Market experts say that with Sensex and Nifty trading at new highs of 32000 and 10000, respectively, there is a section of investors who are choosing to flock to low P/E stocks for reasons such as better earnings progression, sector-specific demand cushion and even better balance-sheets. Whatever be the specific reason, value stocks of-late are clearly doing better.

"The MSCI India Value Indices outperformed the MSCI Standard and Growth Index for the second consecutive month (in August) by 0.2 percentage points and 0.4 percentage points, respectively," say Morgan Stanley India strategists Ridham Desai and Sheela Rathi.

In July and August months, low P/E stocks have done well.
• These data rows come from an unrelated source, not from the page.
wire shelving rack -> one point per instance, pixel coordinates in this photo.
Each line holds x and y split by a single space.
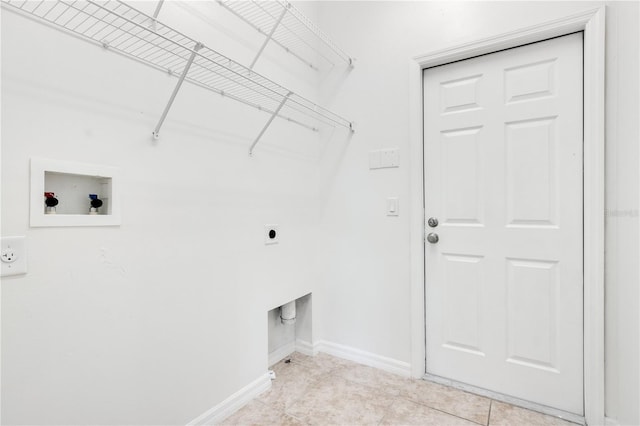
119 27
281 23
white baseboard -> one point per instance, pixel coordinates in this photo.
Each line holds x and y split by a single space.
306 348
363 357
232 404
281 353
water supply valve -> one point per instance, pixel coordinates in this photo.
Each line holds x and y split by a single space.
51 202
96 203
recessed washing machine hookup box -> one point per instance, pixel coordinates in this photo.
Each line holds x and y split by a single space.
65 193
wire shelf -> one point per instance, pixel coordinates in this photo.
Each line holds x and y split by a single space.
289 28
125 30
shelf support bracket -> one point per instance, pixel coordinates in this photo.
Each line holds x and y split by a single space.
269 36
156 132
266 126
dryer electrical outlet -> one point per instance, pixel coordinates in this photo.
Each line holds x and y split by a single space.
271 234
13 256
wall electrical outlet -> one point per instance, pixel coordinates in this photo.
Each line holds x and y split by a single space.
393 206
13 256
271 234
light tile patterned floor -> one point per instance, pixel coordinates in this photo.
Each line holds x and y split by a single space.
324 390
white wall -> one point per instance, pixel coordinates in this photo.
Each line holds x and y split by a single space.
365 301
165 316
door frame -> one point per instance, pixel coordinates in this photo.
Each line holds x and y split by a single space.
592 23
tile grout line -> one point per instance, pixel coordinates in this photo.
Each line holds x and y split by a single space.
442 411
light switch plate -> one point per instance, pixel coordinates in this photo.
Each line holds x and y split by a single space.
374 159
390 157
393 206
13 256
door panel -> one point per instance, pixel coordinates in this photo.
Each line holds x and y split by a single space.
503 175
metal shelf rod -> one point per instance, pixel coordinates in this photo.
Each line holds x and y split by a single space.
266 40
156 132
123 29
266 126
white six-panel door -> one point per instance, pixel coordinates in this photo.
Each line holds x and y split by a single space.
503 177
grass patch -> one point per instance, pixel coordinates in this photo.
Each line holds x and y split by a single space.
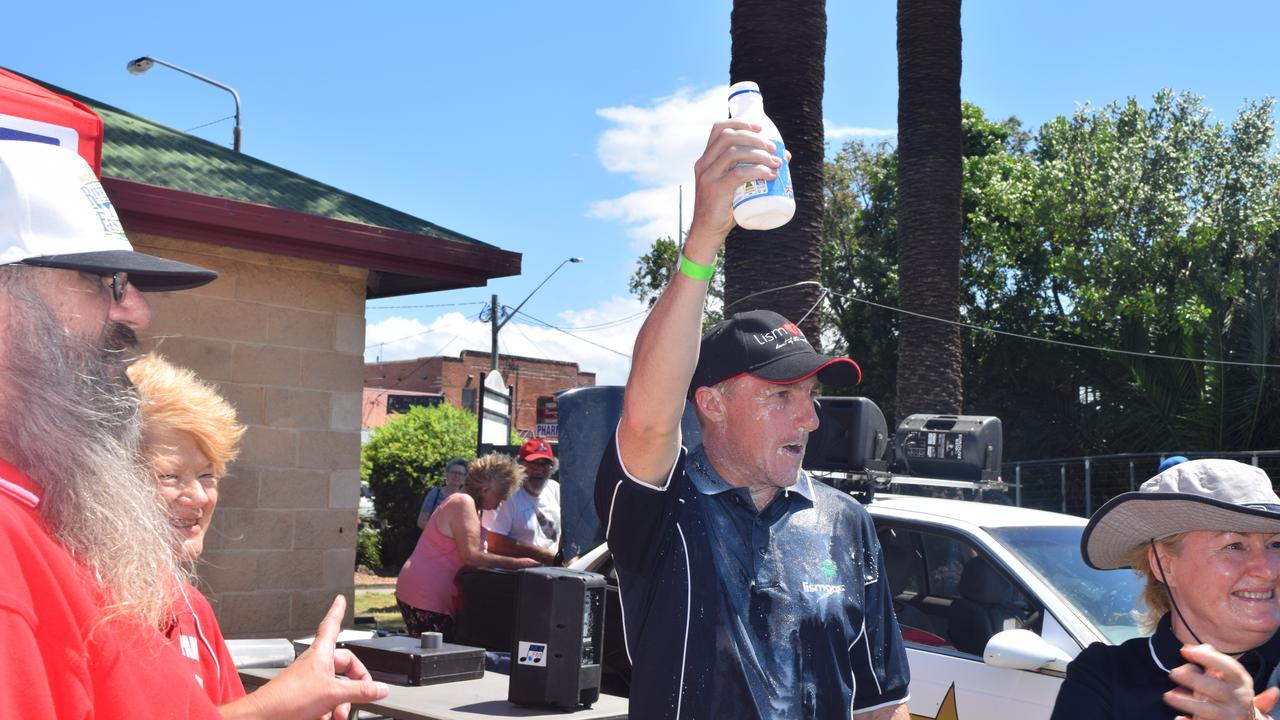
382 606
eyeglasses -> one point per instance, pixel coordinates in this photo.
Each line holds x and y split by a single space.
206 481
119 285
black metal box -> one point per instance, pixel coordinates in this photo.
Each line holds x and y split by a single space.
406 657
956 447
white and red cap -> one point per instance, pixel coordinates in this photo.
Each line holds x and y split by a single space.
55 214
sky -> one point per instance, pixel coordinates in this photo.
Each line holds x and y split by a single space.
565 128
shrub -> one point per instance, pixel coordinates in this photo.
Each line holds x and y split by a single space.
406 458
369 547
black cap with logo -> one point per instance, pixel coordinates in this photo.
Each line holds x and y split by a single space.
768 346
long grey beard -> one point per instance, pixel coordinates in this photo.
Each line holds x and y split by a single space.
74 428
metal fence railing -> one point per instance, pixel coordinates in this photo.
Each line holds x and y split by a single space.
1078 486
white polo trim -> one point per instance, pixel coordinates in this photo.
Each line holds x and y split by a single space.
1151 646
689 611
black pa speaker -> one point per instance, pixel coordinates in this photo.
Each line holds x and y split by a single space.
851 432
560 632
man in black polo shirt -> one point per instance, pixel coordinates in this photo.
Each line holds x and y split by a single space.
748 589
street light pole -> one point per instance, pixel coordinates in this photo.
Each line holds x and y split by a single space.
497 324
145 63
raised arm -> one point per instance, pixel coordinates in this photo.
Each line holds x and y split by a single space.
666 350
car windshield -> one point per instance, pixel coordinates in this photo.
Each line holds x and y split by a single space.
1106 598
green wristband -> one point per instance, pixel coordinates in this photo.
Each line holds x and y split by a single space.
695 270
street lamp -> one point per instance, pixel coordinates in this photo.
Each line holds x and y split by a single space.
497 324
145 63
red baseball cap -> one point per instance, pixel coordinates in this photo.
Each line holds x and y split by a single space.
536 449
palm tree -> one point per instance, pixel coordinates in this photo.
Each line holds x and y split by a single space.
929 218
782 46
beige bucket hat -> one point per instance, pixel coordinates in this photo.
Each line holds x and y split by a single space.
1197 495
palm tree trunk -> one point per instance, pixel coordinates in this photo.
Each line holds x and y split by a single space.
782 46
929 219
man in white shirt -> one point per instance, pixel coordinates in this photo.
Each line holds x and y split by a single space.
528 523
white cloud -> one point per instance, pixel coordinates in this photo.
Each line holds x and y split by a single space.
657 145
837 132
602 350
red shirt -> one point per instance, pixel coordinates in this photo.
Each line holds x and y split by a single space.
193 630
58 657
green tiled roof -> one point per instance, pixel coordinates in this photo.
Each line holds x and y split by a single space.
140 150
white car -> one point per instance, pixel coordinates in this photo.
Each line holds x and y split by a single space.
993 602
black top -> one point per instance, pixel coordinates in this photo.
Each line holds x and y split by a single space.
730 613
1128 680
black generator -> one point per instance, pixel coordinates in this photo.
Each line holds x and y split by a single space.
560 633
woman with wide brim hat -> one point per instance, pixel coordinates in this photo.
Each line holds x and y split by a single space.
1205 534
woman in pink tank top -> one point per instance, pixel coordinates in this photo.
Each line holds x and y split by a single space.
425 591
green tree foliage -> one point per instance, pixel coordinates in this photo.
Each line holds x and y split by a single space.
406 458
653 272
1152 229
369 547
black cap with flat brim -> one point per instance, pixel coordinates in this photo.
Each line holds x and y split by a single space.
146 272
767 346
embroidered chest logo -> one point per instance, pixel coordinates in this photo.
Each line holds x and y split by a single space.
828 587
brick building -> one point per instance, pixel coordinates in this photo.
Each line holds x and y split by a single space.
534 382
282 336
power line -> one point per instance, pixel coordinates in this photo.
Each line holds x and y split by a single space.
611 323
539 350
419 306
1050 341
211 123
572 336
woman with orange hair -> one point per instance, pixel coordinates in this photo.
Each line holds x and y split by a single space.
190 436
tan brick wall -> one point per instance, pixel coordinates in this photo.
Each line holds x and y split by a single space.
529 377
283 340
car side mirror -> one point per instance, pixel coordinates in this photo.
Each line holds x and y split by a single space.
1023 650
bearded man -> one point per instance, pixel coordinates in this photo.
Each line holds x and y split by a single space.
86 547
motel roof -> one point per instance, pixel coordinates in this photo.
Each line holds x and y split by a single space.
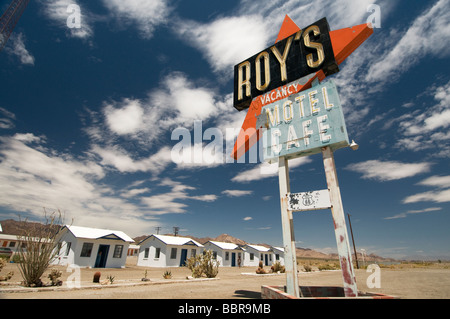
174 240
97 233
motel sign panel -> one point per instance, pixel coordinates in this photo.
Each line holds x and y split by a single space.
303 123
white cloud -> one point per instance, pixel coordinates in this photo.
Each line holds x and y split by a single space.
236 192
33 177
437 181
169 202
124 120
388 170
427 128
428 36
57 11
227 40
16 47
440 196
147 15
123 162
265 170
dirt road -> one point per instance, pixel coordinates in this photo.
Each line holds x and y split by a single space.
232 283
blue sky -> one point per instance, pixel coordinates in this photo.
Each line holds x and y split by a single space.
87 115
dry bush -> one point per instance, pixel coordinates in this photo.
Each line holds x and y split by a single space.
37 248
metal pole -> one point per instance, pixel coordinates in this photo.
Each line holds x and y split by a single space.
353 240
290 259
340 230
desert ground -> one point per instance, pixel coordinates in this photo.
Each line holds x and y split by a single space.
411 281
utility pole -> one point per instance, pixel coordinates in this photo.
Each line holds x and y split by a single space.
353 240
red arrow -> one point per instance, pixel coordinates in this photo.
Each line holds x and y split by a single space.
344 42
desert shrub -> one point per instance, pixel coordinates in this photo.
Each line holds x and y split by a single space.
203 264
167 274
38 249
328 266
54 277
9 275
97 276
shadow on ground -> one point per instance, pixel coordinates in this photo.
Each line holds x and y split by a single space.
247 294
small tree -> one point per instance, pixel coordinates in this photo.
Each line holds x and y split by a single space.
203 264
38 248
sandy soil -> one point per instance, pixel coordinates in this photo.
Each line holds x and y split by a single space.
232 283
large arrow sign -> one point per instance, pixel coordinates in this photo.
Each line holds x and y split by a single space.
303 53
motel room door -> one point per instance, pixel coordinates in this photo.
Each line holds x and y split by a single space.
102 256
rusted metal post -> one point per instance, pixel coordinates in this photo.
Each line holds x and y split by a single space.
353 241
340 229
290 258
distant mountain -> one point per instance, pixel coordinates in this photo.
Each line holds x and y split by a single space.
12 227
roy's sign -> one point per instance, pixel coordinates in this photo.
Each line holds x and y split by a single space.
303 53
303 123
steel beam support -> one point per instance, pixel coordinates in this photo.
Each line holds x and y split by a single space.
340 229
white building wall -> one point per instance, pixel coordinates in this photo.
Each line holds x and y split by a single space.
257 257
222 255
76 246
164 259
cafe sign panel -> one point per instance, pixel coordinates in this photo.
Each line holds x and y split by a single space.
303 123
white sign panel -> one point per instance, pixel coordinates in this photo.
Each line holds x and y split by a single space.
312 200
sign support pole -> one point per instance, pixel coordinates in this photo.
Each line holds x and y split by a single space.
340 229
290 258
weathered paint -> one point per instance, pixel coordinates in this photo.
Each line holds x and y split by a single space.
340 229
344 42
303 123
313 200
287 223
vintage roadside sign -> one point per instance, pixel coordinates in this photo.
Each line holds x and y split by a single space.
313 200
303 123
296 56
344 42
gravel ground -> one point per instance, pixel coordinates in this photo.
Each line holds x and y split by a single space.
231 283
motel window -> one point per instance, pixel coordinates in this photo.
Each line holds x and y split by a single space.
118 251
86 250
173 253
68 245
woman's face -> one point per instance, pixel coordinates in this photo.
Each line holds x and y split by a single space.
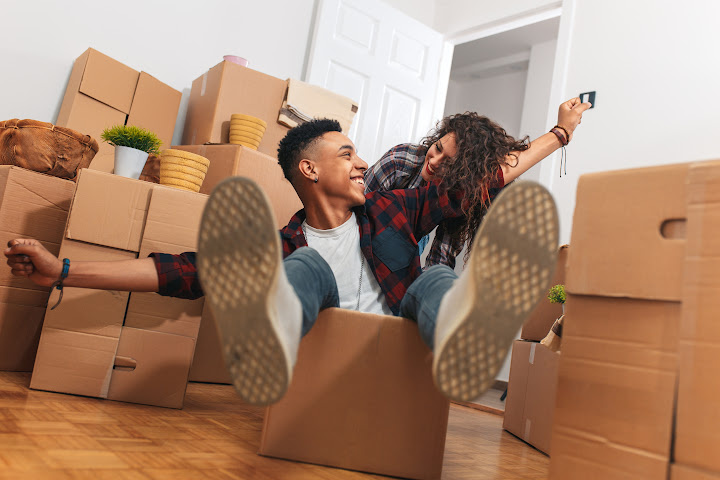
438 152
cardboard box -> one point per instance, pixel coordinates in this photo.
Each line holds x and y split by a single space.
130 347
682 472
227 161
155 107
362 398
697 439
32 205
618 369
530 400
102 92
541 320
229 88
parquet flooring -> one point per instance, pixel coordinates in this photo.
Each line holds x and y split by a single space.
54 436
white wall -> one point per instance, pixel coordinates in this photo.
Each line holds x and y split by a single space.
174 41
498 97
421 10
537 96
655 68
453 16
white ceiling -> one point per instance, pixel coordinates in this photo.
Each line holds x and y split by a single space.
501 53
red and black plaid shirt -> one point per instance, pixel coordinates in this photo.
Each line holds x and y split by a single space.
397 218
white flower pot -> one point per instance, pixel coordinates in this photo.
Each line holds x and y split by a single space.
129 162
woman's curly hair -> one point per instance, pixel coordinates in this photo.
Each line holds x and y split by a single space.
483 147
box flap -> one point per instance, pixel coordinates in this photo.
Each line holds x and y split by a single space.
367 378
108 80
618 248
72 362
151 368
109 210
172 226
155 107
514 417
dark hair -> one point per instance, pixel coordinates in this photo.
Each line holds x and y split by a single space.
483 147
299 139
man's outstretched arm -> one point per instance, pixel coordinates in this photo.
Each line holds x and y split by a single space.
28 258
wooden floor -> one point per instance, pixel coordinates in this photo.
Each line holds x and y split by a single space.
54 436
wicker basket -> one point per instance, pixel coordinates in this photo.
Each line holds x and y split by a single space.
46 148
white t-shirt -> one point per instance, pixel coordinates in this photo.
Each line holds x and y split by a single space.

Low P/E stocks are the ones that have a future price/earnings (P/E) lower than the median of BSE 500 stocks. Favorable share movement in Reliance Industries, IOC, HPCL, BPCL and TCS contributed to low P/E stocks doing well in the last two months. In the same time-frame, ITC, Sun Pharma and Dr Reddy's contributed negatively for the high P/E stocks. In case of information technology (IT) stocks, TCS and Infosys have moved from high P/E last year to low P/E now as relative P/E for IT fell to record lows.

"While low P/E generally provides a downside cushion, earnings progression for the current set has also been better. Over the past 12 months, one-year forward earnings are up 9% for the low P/E set vs 2% for high P/E. As we reassess the categorisation every month, stocks move from high to low P/E and vice-versa. As of now, energy, IT and metals are 58% of the value market-cap. Corporate-focused lenders (public-sector banks, ICICI Bank, Axis Bank) and utilities form most of the rest," said Neelkanth Mishra, managing director and India equity strategist at Credit Suisse.

In the last 2-3 months, energy, IT and metals have driven positive returns, whereas some staples (like ITC) and pharma stocks have continued to underperform. "Oil-related stocks have done well because of low oil prices and stronger rupee against dollar. Pharma has their own set of problems, which is where they have seen some sell-off. Balance-sheets are also an important thing to see when somebody looks at value versus growth stock stories," said Vikas Gupta, CEO & chief investment strategist, OmniScience Capital.